Advantages and Disadvantages of Sole Proprietorship Business TypeJune 29, 2021
A sole proprietorship is a one-person business organisation and one of the simplest ways of doing business. Particularly popular amongst small businesses, one of the distinct features of a sole proprietorship is that it is extremely easy to set up. The sole proprietor has complete control over the business operations, enjoys all profits and is also solely responsible for the liabilities. A sole proprietorship business has many advantages, especially for a small business organisation, but there are risks associated with it too. Let’s have a look at the features of sole proprietorship and how they serve as advantages or present as disadvantages in business operations –
Sole Proprietorship – Advantages
- Easy setup & dissolution
As mentioned above, this feature of a sole proprietorship is also one of its greatest advantages. The owner of the business does not have to create a separate legal entity. Business operations can begin under the same name as its owner by registering the name using personal identity documents such as a PAN card or an AADHAAR card. Similarly, in case of termination of business operations, a sole proprietorship does not have to go through any legal formalities before closing doors.
- Financial benefits
Along with the ease of formation, a feature of a sole proprietorship that acts as an advantage is the capital required for establishing the business. A small business involves a relatively less amount to start off. Also, the individual proprietor’s personal assets and reputation in the market gives a good foundation to the business to start. At the same time, the owner can also enjoy all profits generated by the successful business.
- Decision making
In a sole proprietorship, the owner controls all the activities and enjoys full freedom to make decisions regarding the business operations. One can modify plans and quickly implement decisions without going through partners or a board of directors before doing so. This feature of sole proprietorship makes it easy for the owner to concentrate on business without interference from a third party. A sole proprietorship also enables the owner to maintain the company’s secrecy and have a competitive advantage over competitors.
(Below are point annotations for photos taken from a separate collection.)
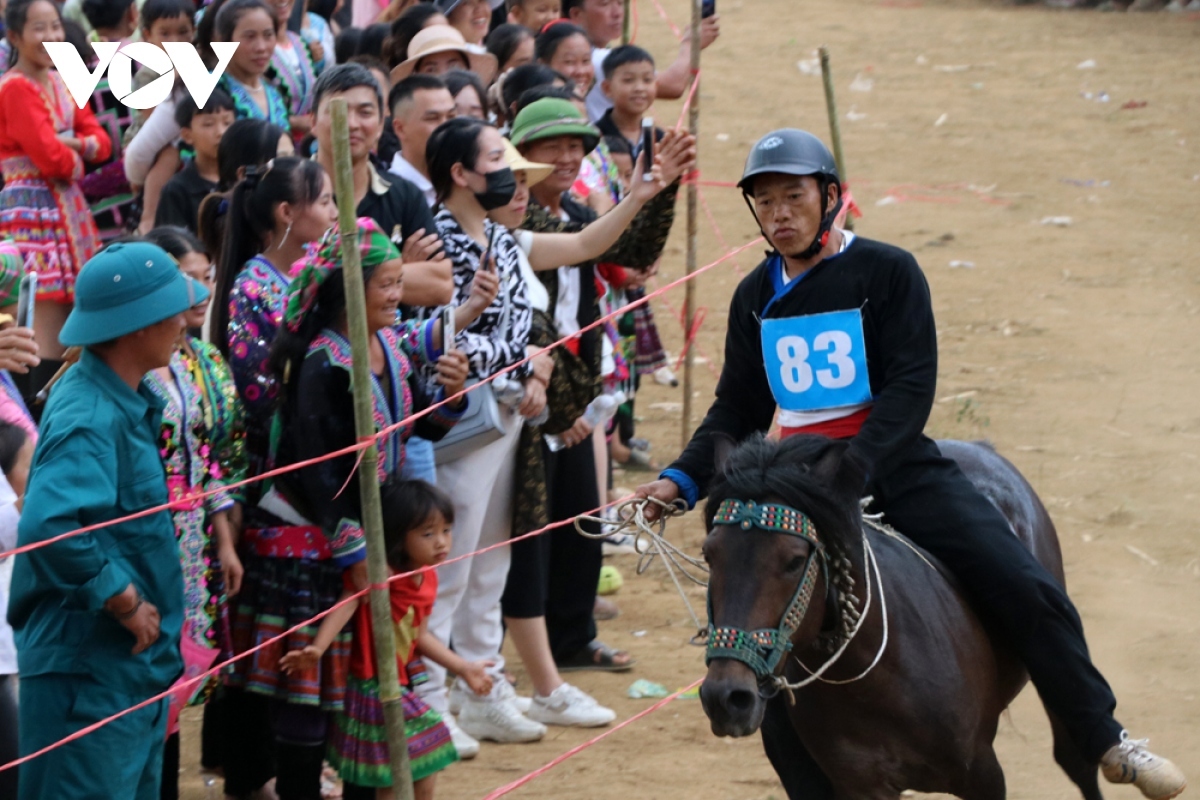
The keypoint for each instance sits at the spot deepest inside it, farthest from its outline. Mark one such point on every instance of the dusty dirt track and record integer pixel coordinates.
(1072, 348)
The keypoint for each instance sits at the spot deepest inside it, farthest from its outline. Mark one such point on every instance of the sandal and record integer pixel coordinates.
(598, 656)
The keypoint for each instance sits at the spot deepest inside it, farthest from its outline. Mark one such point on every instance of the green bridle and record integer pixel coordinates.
(763, 649)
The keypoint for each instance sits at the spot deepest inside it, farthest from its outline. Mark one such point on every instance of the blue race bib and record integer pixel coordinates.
(816, 362)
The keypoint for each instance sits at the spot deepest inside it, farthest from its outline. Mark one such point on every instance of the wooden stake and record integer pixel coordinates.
(834, 126)
(369, 482)
(690, 287)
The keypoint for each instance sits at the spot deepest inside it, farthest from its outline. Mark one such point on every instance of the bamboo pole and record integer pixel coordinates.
(369, 481)
(690, 287)
(834, 126)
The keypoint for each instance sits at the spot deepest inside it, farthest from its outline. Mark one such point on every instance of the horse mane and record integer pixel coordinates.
(808, 473)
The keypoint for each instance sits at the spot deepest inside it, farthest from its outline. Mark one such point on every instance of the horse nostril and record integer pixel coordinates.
(741, 701)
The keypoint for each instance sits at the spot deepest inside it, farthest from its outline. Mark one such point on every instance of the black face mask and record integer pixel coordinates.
(502, 185)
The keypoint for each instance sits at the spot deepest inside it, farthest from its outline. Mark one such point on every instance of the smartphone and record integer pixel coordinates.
(486, 262)
(25, 299)
(648, 139)
(448, 330)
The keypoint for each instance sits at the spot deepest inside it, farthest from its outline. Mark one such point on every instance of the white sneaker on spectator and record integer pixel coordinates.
(466, 744)
(459, 693)
(496, 720)
(570, 707)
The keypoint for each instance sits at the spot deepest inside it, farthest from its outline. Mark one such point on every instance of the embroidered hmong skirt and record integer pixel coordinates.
(52, 226)
(277, 594)
(358, 745)
(205, 607)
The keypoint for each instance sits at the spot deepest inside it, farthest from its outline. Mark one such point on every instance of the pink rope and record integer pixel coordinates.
(541, 770)
(192, 681)
(384, 432)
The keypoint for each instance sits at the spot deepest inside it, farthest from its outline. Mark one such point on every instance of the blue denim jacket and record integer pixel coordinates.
(96, 459)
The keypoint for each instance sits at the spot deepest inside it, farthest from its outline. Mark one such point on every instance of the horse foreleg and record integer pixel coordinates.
(801, 776)
(1081, 771)
(985, 781)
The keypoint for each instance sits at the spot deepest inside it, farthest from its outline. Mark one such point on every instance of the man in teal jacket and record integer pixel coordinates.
(97, 615)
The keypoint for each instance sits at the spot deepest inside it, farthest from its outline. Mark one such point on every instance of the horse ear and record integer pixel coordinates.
(723, 447)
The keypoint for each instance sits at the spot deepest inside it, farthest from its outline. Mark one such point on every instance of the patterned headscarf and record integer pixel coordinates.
(324, 258)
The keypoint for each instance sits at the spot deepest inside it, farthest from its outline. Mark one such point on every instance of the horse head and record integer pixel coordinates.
(775, 515)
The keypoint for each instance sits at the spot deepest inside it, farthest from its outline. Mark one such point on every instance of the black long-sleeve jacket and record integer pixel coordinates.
(901, 354)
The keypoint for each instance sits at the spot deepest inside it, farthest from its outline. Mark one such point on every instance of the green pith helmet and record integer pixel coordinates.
(790, 151)
(549, 118)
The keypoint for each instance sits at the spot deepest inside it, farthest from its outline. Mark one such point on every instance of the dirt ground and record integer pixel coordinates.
(1066, 346)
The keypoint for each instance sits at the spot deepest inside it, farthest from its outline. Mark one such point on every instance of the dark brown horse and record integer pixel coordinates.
(924, 714)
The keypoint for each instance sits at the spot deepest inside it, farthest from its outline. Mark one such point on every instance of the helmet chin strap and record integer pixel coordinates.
(827, 218)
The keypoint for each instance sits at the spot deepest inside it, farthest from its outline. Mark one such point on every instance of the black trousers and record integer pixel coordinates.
(9, 745)
(933, 501)
(574, 560)
(245, 740)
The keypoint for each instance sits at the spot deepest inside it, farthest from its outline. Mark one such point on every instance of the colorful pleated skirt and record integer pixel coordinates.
(276, 595)
(358, 744)
(52, 226)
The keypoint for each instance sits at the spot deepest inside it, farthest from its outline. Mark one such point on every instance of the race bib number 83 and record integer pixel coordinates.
(816, 362)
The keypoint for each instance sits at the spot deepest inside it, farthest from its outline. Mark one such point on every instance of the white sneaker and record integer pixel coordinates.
(570, 707)
(466, 745)
(459, 693)
(665, 377)
(497, 721)
(1131, 762)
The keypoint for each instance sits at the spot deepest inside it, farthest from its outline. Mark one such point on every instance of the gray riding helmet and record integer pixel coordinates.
(790, 151)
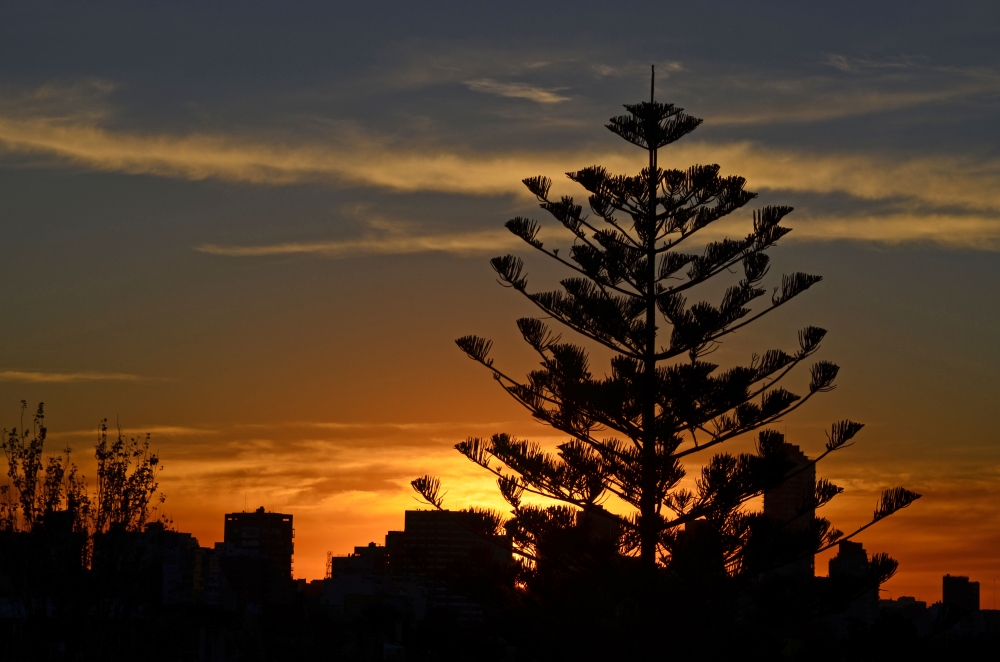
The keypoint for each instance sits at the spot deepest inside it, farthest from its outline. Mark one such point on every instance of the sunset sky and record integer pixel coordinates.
(254, 230)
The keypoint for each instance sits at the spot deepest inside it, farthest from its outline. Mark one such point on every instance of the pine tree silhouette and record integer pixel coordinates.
(662, 403)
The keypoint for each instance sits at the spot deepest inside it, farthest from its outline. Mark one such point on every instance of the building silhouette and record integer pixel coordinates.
(433, 541)
(263, 534)
(959, 592)
(850, 568)
(791, 504)
(255, 557)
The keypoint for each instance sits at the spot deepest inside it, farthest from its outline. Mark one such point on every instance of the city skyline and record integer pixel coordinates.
(256, 237)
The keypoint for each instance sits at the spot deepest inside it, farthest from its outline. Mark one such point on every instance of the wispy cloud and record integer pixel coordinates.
(946, 198)
(516, 90)
(67, 377)
(395, 244)
(858, 87)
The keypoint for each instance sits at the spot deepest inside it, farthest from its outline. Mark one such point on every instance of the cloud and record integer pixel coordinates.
(67, 377)
(861, 87)
(939, 180)
(516, 90)
(394, 244)
(948, 199)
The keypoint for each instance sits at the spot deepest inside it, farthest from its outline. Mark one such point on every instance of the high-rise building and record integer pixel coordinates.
(432, 540)
(255, 558)
(264, 535)
(851, 561)
(960, 592)
(851, 566)
(788, 503)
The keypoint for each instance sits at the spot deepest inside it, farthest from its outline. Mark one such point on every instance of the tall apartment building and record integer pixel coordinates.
(787, 502)
(850, 565)
(255, 557)
(960, 592)
(263, 535)
(432, 540)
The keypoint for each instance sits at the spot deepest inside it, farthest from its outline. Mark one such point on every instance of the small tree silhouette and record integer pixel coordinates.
(663, 403)
(35, 489)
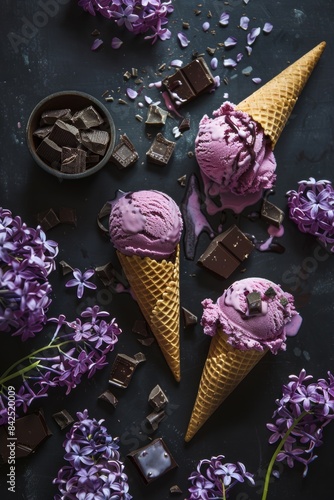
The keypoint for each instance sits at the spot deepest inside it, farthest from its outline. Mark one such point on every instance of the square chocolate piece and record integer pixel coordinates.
(161, 150)
(153, 460)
- Compliances and taxation
As a sole proprietorship business is not legally required to register with any Government authority, the compliances are also very minimal. The owner only has to file income tax returns subject to the taxable income slots mandated by the income tax department. The business organisation also does not have to register or file GST returns or present its financial records to the Ministry of Corporate Affairs unless the annual revenues generated is above INR. 20 lakhs.
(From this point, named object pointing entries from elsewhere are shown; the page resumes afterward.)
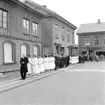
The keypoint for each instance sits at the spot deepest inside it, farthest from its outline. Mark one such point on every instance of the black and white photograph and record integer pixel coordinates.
(52, 52)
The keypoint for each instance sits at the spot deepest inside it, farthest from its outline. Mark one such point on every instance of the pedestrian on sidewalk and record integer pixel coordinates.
(23, 68)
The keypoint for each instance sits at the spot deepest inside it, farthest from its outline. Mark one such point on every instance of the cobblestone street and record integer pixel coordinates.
(84, 84)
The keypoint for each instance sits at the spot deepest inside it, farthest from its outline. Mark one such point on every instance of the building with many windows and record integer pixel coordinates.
(92, 38)
(57, 33)
(20, 32)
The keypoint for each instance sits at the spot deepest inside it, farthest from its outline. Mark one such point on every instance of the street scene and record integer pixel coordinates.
(68, 87)
(52, 52)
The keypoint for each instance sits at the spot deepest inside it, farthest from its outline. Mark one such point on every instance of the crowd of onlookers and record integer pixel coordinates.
(33, 65)
(83, 58)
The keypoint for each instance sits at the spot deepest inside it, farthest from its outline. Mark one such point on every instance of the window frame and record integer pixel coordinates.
(2, 19)
(63, 37)
(13, 45)
(26, 27)
(68, 34)
(35, 30)
(27, 49)
(97, 42)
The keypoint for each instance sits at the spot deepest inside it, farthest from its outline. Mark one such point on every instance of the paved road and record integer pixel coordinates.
(83, 85)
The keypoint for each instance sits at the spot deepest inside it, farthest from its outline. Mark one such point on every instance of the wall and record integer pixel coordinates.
(91, 37)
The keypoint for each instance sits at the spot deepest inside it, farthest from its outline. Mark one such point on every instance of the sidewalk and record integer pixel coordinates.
(15, 83)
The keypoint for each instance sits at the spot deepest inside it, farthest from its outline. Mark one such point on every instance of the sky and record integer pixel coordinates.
(77, 11)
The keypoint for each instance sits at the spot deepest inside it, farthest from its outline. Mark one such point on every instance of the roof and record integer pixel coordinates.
(91, 28)
(47, 12)
(29, 7)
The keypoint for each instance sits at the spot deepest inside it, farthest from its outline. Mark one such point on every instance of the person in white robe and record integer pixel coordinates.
(35, 65)
(48, 61)
(41, 64)
(53, 62)
(45, 63)
(29, 65)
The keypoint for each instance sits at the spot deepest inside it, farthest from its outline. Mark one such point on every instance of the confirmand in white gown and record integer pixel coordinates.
(53, 62)
(35, 65)
(45, 63)
(41, 64)
(29, 65)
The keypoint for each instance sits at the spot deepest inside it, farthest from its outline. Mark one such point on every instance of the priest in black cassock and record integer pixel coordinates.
(23, 68)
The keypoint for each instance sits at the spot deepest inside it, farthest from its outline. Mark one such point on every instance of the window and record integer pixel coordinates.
(56, 25)
(3, 18)
(35, 50)
(57, 49)
(63, 29)
(9, 51)
(68, 36)
(56, 35)
(3, 22)
(34, 29)
(87, 42)
(96, 40)
(23, 50)
(104, 40)
(72, 37)
(26, 26)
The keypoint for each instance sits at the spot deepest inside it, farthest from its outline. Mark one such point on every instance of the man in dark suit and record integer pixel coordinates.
(23, 68)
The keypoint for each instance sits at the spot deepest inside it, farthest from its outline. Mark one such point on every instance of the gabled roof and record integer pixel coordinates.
(91, 28)
(47, 12)
(41, 13)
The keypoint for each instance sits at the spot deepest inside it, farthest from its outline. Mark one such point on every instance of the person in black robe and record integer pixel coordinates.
(23, 68)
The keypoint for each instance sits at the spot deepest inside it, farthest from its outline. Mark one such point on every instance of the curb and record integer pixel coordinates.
(30, 80)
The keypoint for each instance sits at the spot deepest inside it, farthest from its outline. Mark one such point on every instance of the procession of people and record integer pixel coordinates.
(35, 65)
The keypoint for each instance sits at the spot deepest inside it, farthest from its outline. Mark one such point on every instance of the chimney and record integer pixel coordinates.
(44, 6)
(98, 21)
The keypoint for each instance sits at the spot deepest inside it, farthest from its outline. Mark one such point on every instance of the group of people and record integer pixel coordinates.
(61, 61)
(33, 65)
(36, 65)
(83, 58)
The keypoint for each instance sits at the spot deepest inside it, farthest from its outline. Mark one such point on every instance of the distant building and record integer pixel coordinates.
(58, 35)
(92, 38)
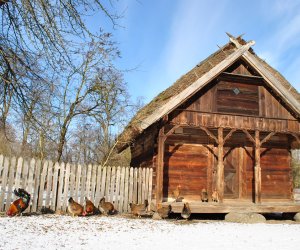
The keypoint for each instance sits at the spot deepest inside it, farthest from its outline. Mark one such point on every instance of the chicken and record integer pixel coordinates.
(164, 212)
(19, 205)
(90, 208)
(139, 209)
(215, 196)
(186, 211)
(75, 209)
(106, 207)
(176, 193)
(204, 195)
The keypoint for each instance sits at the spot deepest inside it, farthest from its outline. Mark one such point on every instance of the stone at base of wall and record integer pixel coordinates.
(245, 218)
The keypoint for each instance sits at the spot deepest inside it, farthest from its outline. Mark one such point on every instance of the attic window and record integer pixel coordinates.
(236, 91)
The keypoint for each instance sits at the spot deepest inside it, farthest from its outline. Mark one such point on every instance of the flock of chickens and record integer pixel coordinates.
(107, 208)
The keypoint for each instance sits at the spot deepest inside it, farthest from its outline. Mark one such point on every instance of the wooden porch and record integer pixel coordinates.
(237, 206)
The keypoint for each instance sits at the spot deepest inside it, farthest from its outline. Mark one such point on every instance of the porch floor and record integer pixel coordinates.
(236, 206)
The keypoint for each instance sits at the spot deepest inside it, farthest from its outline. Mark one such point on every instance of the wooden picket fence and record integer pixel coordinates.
(52, 184)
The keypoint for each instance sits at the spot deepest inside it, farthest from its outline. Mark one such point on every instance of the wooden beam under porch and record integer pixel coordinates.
(237, 206)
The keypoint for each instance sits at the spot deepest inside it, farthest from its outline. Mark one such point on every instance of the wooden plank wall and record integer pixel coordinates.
(276, 174)
(186, 165)
(52, 184)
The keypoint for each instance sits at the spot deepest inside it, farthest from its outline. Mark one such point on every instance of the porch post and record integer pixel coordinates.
(257, 168)
(160, 165)
(220, 168)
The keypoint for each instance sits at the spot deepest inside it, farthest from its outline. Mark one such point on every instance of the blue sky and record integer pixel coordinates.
(163, 39)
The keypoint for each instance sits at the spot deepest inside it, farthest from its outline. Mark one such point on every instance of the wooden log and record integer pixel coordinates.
(50, 184)
(220, 167)
(36, 186)
(257, 169)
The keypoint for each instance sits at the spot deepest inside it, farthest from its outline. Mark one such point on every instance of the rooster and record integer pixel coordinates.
(138, 209)
(176, 193)
(164, 212)
(75, 209)
(215, 196)
(19, 205)
(106, 207)
(90, 208)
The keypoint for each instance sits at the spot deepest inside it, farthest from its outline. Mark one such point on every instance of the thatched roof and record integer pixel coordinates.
(141, 120)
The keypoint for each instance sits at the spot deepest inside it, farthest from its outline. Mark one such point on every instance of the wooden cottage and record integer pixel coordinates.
(227, 125)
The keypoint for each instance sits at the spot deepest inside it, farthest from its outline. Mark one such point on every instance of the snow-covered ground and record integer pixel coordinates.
(65, 232)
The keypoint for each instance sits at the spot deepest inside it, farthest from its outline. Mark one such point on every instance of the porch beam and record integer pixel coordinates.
(220, 168)
(160, 166)
(268, 137)
(257, 169)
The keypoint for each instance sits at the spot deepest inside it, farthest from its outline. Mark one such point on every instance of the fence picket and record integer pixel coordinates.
(10, 182)
(36, 186)
(88, 181)
(4, 182)
(60, 186)
(1, 168)
(66, 187)
(82, 193)
(146, 183)
(150, 185)
(78, 178)
(112, 184)
(98, 186)
(107, 186)
(125, 207)
(103, 181)
(52, 184)
(42, 185)
(19, 172)
(49, 184)
(93, 184)
(122, 187)
(130, 195)
(117, 192)
(72, 179)
(135, 185)
(25, 175)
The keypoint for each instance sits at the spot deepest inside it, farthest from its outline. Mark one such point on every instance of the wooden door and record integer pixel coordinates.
(231, 173)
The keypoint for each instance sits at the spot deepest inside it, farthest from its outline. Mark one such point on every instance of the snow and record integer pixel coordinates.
(117, 232)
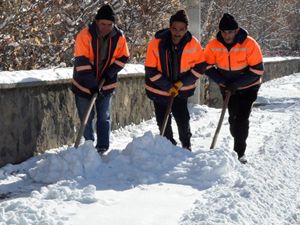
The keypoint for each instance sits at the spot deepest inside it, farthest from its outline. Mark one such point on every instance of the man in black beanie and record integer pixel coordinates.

Sole Proprietorship – Disadvantages
- Limited Financial Resources
The feature of a sole proprietorship that acts as an advantage also becomes a limitation if the owner is not financially well off. Financial institutions are often hesitant to provide long term loans, and one has to fall back on personal savings and borrowings to raise the money required to start the business. The growth of business operations is also heavily reliant on reinvestment of profits, and thus the decision to expand a business can become a major burden on the owner.
- Risks and liabilities
While the owner enjoys complete command over the business operations, this also means that one becomes personally responsible for all risks. The success of the business operations lies in the absolute involvement of the owner. Lack of experience, disability to make viable decisions, or absence from business activities can lead to loss. In case of the losses incurred by the business, the sole proprietor is implicated in the liabilities and can be forced to liquidate all personal savings, investments, and assets to meet the financial obligations to creditors.
- Not a different entity
While this feature of a sole proprietorship has many advantages, the flip side is that the life of the business depends on the skills, resources and capacity of the owner. Any detachment of the owner negatively impacts the business and may even lead to the untimely dissolution of operations.